Bukannya jawab, Rian malah fokus main candy crush saga di ponselnya. Dan itu buat Suta jadi jengkel. Disingkirkannya handphone Rian langsung dari hadapan Rian, agar Suta bisa melihat wajahnya. "Tumben apa!?"

"Hape gue!" Rian merebut ponselnya, "Tumben gak chattingan sama pacar lo. Putus?"

Mendengar itu, Suta langsung mengalihkan pandangannya, seolah langsung tak minat untuk menjawabnya. "Maunya."

"Maunya?"

"Iya," tegasnya. "Males cerita gua. Pokoknya makin ke sini si Kiran itu makin ngeselin. Padahal dia tau gua paling benci orang ngeselin."

Rian langsung tertawa.

"Siapa yang suka orang ngeselin?"

Suta yang tadinya hendak kembali buka suara, sekarang jadi senyap.
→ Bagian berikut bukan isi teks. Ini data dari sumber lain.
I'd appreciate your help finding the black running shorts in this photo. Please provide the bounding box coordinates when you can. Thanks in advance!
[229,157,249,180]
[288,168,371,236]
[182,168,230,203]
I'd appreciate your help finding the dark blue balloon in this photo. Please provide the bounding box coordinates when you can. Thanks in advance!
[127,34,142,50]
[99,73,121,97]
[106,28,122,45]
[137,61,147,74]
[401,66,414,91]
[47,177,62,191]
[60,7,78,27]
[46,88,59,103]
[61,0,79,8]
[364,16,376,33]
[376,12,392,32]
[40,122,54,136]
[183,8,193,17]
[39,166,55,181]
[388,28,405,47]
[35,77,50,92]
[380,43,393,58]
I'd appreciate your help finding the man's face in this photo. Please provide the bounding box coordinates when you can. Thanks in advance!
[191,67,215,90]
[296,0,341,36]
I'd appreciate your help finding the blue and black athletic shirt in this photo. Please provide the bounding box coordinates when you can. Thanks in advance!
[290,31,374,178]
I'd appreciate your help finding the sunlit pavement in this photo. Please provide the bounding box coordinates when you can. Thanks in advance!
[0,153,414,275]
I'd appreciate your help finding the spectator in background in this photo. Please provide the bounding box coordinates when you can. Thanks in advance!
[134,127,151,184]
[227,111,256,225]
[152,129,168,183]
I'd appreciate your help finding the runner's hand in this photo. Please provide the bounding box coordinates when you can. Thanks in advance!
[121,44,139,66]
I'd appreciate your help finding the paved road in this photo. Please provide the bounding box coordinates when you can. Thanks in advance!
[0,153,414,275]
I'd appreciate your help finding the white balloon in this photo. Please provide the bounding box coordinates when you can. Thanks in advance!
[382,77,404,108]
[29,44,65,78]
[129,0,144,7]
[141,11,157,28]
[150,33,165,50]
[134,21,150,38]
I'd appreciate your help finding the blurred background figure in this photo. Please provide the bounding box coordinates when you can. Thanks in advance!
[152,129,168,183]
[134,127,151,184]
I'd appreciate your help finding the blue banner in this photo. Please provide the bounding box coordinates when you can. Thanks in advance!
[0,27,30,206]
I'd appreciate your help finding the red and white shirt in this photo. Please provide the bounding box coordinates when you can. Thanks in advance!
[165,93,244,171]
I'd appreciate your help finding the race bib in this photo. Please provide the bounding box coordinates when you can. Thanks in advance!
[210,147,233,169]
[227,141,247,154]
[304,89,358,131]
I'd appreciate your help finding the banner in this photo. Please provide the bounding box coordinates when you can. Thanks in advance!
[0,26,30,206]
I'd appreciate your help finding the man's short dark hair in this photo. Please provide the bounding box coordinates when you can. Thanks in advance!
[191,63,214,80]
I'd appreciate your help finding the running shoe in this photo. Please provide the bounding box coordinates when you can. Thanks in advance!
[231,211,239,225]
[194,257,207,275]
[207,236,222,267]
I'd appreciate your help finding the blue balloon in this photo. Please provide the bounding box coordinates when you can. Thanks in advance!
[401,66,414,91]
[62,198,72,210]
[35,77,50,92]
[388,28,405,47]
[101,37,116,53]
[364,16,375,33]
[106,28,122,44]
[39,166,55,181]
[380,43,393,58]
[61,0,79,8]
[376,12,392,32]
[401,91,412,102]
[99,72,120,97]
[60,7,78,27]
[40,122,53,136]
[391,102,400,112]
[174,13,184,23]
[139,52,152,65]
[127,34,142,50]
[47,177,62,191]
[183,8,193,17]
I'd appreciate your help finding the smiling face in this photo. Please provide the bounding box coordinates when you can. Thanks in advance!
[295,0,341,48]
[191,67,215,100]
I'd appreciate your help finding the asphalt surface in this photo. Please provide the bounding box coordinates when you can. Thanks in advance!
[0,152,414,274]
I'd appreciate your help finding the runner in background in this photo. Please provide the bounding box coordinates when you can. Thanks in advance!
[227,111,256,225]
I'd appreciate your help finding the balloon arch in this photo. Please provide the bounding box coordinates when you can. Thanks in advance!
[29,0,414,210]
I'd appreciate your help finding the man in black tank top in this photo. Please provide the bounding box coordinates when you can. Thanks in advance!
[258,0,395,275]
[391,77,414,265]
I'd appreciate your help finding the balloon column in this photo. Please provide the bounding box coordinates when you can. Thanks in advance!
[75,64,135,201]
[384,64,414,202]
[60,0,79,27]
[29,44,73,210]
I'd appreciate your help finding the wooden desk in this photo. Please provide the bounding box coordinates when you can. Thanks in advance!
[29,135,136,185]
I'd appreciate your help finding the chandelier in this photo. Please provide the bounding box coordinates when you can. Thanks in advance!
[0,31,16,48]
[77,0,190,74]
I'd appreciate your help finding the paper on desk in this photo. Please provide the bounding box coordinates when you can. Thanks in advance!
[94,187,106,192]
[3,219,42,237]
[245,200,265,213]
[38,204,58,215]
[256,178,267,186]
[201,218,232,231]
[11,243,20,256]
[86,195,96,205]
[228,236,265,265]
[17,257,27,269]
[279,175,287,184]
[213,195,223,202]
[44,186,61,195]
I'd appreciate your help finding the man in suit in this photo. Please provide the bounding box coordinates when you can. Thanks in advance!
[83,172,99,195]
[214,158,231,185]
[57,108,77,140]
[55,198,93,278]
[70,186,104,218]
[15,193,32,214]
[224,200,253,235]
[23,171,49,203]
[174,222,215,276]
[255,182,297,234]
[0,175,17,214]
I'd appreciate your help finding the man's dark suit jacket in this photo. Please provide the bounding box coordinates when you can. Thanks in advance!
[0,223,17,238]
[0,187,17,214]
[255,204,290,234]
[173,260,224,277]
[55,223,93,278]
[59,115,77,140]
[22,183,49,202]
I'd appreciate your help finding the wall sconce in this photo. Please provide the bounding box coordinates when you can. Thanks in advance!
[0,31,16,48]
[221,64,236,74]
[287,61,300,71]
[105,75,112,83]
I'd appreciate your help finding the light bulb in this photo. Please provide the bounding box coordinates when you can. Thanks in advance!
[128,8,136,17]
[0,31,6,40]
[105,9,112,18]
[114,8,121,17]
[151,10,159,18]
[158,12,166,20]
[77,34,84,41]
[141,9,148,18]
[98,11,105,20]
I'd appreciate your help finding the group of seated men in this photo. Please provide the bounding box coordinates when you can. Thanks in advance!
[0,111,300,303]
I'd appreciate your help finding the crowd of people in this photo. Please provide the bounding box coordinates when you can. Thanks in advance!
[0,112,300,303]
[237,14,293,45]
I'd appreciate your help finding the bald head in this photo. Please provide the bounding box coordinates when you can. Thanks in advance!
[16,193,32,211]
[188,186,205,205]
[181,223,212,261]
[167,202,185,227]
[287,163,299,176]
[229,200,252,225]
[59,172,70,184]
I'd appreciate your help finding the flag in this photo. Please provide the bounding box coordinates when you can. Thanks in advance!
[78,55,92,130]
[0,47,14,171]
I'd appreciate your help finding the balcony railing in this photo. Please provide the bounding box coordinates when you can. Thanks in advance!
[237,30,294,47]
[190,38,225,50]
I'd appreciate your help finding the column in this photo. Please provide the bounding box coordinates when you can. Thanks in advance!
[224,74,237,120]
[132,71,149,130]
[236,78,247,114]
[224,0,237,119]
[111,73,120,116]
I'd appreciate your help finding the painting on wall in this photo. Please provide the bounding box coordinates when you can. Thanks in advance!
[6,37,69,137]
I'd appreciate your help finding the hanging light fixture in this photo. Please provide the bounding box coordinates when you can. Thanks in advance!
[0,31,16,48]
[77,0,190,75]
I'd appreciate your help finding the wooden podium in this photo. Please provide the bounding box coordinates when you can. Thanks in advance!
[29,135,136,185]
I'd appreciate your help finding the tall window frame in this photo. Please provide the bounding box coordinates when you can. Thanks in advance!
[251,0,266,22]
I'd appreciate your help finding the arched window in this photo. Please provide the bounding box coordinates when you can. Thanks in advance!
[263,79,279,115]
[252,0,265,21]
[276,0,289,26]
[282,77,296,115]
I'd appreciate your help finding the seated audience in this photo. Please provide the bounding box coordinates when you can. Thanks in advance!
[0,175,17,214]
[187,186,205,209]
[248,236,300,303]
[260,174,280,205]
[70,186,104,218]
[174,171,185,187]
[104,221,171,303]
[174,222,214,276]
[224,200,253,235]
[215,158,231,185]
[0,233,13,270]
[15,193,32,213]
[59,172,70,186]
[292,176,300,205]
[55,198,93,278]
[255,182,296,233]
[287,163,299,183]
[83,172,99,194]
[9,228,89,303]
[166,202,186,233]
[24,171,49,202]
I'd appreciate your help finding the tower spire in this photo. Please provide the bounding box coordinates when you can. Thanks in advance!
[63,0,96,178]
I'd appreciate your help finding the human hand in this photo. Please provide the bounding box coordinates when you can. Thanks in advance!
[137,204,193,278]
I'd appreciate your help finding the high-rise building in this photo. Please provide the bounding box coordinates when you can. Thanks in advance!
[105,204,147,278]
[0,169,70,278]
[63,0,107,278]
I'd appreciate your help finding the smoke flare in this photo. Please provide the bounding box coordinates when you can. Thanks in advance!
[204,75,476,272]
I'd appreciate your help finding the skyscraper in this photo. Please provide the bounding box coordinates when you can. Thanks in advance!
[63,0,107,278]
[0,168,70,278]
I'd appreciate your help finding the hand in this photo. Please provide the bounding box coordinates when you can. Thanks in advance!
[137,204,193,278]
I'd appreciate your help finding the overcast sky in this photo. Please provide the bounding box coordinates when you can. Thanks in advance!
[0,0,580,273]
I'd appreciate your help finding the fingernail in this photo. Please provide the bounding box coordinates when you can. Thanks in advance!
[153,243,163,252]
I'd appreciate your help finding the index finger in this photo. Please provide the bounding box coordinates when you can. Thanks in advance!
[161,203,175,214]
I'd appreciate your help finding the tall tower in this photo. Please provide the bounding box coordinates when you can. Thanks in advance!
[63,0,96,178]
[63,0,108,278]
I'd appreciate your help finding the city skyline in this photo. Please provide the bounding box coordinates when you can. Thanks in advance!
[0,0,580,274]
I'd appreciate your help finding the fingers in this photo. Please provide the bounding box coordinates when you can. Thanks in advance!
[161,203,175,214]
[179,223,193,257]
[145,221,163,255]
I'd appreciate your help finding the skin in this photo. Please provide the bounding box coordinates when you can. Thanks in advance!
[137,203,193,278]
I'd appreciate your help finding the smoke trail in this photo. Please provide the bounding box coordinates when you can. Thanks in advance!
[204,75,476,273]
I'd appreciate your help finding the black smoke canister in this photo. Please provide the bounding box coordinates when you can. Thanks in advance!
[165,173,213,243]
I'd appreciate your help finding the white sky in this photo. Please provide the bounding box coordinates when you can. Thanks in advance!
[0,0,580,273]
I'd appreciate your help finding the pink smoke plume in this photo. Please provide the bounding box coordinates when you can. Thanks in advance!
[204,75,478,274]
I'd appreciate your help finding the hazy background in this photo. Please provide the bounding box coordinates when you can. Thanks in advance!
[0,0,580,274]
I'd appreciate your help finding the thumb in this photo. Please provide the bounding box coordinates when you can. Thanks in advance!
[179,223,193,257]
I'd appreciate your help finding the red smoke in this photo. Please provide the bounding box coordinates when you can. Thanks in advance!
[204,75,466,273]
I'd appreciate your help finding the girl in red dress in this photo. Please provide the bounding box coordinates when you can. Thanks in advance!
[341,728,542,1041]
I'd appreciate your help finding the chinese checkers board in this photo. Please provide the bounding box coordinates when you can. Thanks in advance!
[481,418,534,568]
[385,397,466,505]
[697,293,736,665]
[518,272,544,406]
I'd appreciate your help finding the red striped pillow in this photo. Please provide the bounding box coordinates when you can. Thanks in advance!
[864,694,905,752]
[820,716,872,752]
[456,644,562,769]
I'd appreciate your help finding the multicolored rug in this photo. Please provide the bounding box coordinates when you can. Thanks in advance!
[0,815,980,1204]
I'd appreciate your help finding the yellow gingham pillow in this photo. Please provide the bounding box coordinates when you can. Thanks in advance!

Namun, tak lama, ia bersuara lagi, "Ya-- tapi Kiran tuh menurut gua over. Lebay."

"Jadi, apa yang buat lo mutusin buat suka sama dia? Semuanya langsung hilang setelah lo sadar kalo di mata lo Kiran itu orangnya lebay?" Tanya Rian. "Di samping itu, mungkin Kiran juga lagi berusaha bertahan sama beberapa sikap lo yang sebenernya gak dia suka."

Suta tertegun. Pikirannya masih terus memaksa untuk membuktikan bahwa yang salah adalah Kiran, bahkan saat Suta merasa jenuh dengan hubungan ini. Bagi Suta, Kiran yang salah di sini.

"Dia aja nggak pernah bahas sesuatu yang dia nggak suka dari gua." Suta berusaha mengelak dari kenyataan yang tersirat jelas dalam kata-kata Rian, dengan menyebutkan berbagai alasan, agar gelar 'Yang Bersalah' tak jatuh padanya.

Semua alasan-alasan itu, membuat Rian muak. Namun, beginilah orang-orang kebanyakan dan Rian pun salah satunya.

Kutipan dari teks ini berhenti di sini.